Ромильда, плача и крича, поднялась с кресла и бухнулась в объятья к матери:
— Нет! Будь со мной, мама! Не бросай меня, не бросай меня здесь одну!
Но эта достойная мать её в ярости оттолкнула:
— Тебе его надо было? Вот его и получай, бесстыжего вора! А я пойду одна!
Но никуда она не пошла, разумеется.
Спустя два дня, присланная — думается мне — Маргаритой, явилась в великой ярости, по своему обыкновению, тётя Схоластика, чтобы увести с собой маму.
Эта сцена заслуживает театральной постановки.
Вдова Пескаторе намеревалась в то утро делать хлеб — она закатала рукава, задрала юбку и обмотала её вокруг пояса, чтобы не запачкать. Она едва обернулась, когда вошла тётя, и продолжала просеивать, как будто ничего не случилось. Тётя на это не обратила внимания; она и сама-то вошла, ни с кем не поздоровавшись; она направилась к моей матери, как будто в доме больше никого не было.
— Скорее, прочь, собирайся! Пойдёшь со мной. Мне напели незнамо что. Вот я и пришла. Ну же, скорее! Платочек!
Она говорила отрывисто. Гордый орлиный носик её на смуглом желчном лице подрагивал, сновал из стороны в сторону, и глаза метали молнии.
Вдова Пескаторе — молчок.
Закончив просеивать, обмочив муку и замесив её в тесто, она теперь высоко заносила его над собой и нарочито громко сбивала на квашне: так она отвечала тому, что высказывала тётя. Та стала говорить тогда ещё хлеще. Ну, а эта, сбивая всё громче и громче: «Ну да! Ну конечно! Ну как же нет! Ну разумеется!» — словно этого всё-таки не хватило, сходила за молоточком и положила его рядом с собою на квашне, как бы подразумевая: а вот что у меня ещё-то есть.
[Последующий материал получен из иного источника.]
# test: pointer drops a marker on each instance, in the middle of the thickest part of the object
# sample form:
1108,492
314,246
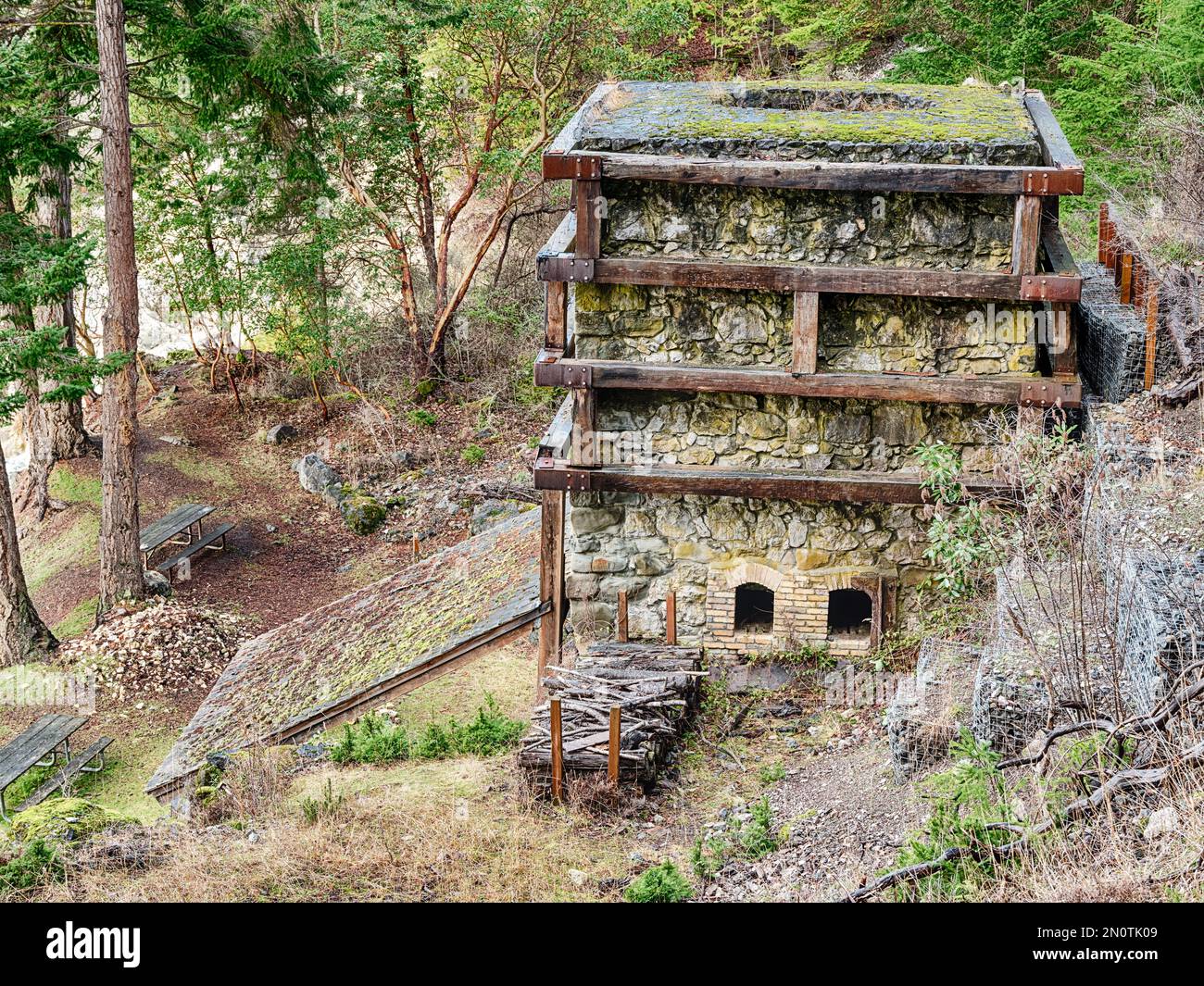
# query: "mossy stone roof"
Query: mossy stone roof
292,674
820,120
Ой, как напрасно! Тётя Схоластика вскочила на ноги, яростно сорвала с себя шаль, что была на плечах, и перебросила её моей матери:
— Бери же! Всё бросай. Пойдём скорее!
И она вмиг выросла перед носом у вдовы Пескаторе. Та, чтобы не иметь её так близко перед собою, угрожающе отодвинулась на шаг назад, как будто она хотела взяться за молоточек; и тогда тётя Схоластика, набрав двумя руками из квашни большой кусок теста, налепила его ей на голову, размазала его вниз по лицу и кулаками стала давить и там, и там, и там — по носу, по глазам, по устам, куда только достать могла. А затем схватила за локоть мою мать и утащила её за собою.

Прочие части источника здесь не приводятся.